Error No index created - reason"=>"Validation Failed: 1: this action would add [2] shards

ehmontesinos · August 29, 2022, 9:33am

Good morning,

I have an ELK environment installed in version 8.1. Within this environment, I have configured several pipelines that collect daily csv files to process them and convert them into indexes in Elasticsearch to later be able to create dashboards with that information.

We have implemented this configuration for some months now and we have daily the information collected from those files that are passed to the logstash.

The problem has come now that after a week, reviewing, we see that the indexes have not been created and therefore we do not have information in the dashboards.

Reviewing the logs, we have detected the following problem in the logstash log

Could not index event to Elasticsearch. {:status=>400, :action=>["index", {:_id=>nil, :_index=>"nextcloud-usage-2022.08.29", :routing=>nil}, {"date"=> "2022-08-29 09:07:56", "assigned_quota"=>26843545600, "event"=>{"original"=>"ajimmor_9371,2022-08-29 09:07:56,1970-01-01 00:00:00,26843545600,,,,,"}, "last_login_date"=>1970-01-01T00:00:00Z, "number_uploads"=>nil, "user-id"=>"ajimmor_9371", "host "=>{"name"=>"tfvs0756"}, "number_shares"=>nil, "number_files"=>nil, "used_quota"=>nil, "log"=>{"file"=>{"path" =>"/etc/logstash/conf.d/nextcloud-usage-reports-daily/usage-report_20220829100747.csv"}}, "@version"=>"1", "@timestamp"=>2022-08-29T08 :07:56Z, "number_downloads"=>nil}], :response=>{"index"=>{"_index"=>"nextcloud-usage-2022.08.29", "_id"=>nil, "status" =>400, "error"=>{"type"=>"validation_exception", "reason"=>"Validation Failed: 1: this action would add [2] shards, but this cluster currently has [999]/[1000 ] maximum normal shards open;"}}}}

We do not have any cluster implemented, it is only a single node. What does it mean that I have almost the maximum number of open shards? How can it be configured correctly so that within 3-4 months this problem does not occur again?

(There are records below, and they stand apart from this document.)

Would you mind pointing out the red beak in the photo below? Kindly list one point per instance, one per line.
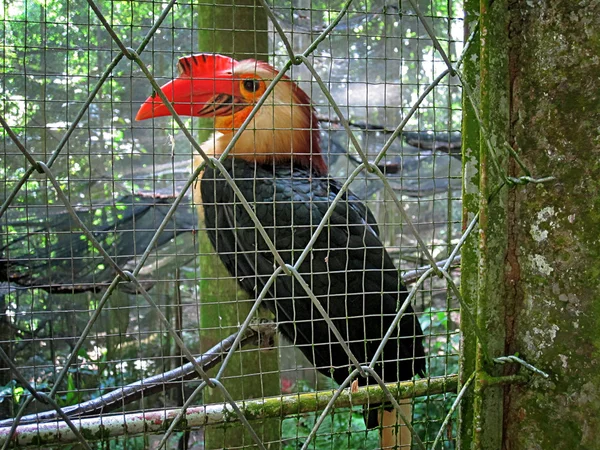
(205, 88)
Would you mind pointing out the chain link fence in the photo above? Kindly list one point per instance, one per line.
(134, 288)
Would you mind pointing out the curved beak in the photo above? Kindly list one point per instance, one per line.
(205, 88)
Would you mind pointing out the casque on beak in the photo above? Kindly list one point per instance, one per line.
(205, 88)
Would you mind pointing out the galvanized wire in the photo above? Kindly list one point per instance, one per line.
(131, 277)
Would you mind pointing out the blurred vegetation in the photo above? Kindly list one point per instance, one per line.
(376, 63)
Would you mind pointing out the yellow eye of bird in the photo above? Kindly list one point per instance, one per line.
(251, 84)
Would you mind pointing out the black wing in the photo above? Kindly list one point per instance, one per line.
(348, 269)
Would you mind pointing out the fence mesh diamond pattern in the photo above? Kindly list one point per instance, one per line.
(99, 230)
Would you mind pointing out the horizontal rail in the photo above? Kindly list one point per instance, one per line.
(130, 424)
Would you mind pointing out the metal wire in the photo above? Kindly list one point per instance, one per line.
(132, 276)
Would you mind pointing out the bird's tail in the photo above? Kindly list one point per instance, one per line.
(395, 435)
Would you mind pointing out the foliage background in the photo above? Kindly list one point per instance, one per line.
(376, 63)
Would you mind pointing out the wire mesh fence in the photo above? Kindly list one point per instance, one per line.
(108, 277)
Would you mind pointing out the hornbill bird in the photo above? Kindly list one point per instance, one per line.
(278, 167)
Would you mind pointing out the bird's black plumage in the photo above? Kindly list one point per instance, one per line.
(348, 269)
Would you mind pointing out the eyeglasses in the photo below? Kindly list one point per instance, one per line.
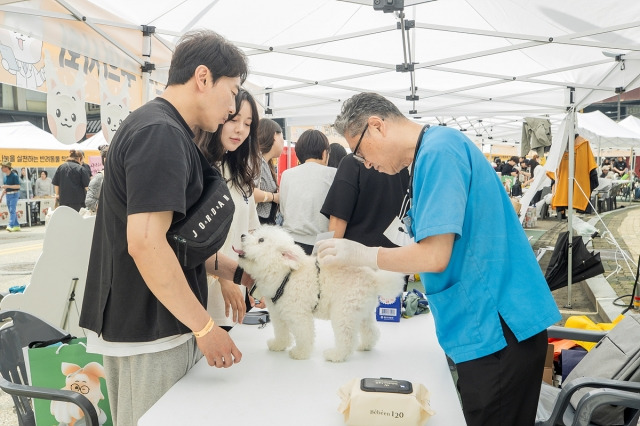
(357, 156)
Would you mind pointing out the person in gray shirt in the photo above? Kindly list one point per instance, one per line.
(304, 188)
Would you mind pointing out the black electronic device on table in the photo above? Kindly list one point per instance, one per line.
(385, 384)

Thank you very much in advance,

warkolm · August 30, 2022, 4:43am

Take a look at ILM to handle this.

You can increase the shard limit, but you should look to generally reduce the amount to make your cluster efficient.

ehmontesinos · August 30, 2022, 6:37am

Thank you very much for the reply.

Now I have other doubts that I don't know how to resolve since I'm new to this architecture.

The first thing, in our cluster (which only has one node) we want to keep all the indices or the data, that is, in 2024 for example, we can obtain data from 2021. If I apply the ILM, what it does is eliminate indices with an age date X as you configure it, correct? And I think that the ILM is an option that does not come by default in the ELK, since it asks me to request a trial license.

I have read in many references the possibility of increasing the number of shards, from 1000 which is the default number that ELK has configured. My question is, how do you configure that value?

In the case of not applying an ILM, I understand that the best solution is to add nodes to the cluster as needed. Is this correct too?

Best regards.

warkolm · August 30, 2022, 6:51am

ILM is free functionality, you don't need anything other than the license that gets automatically generated when you first start Elasticsearch.
It works on the age of the index itself, not on the data in it.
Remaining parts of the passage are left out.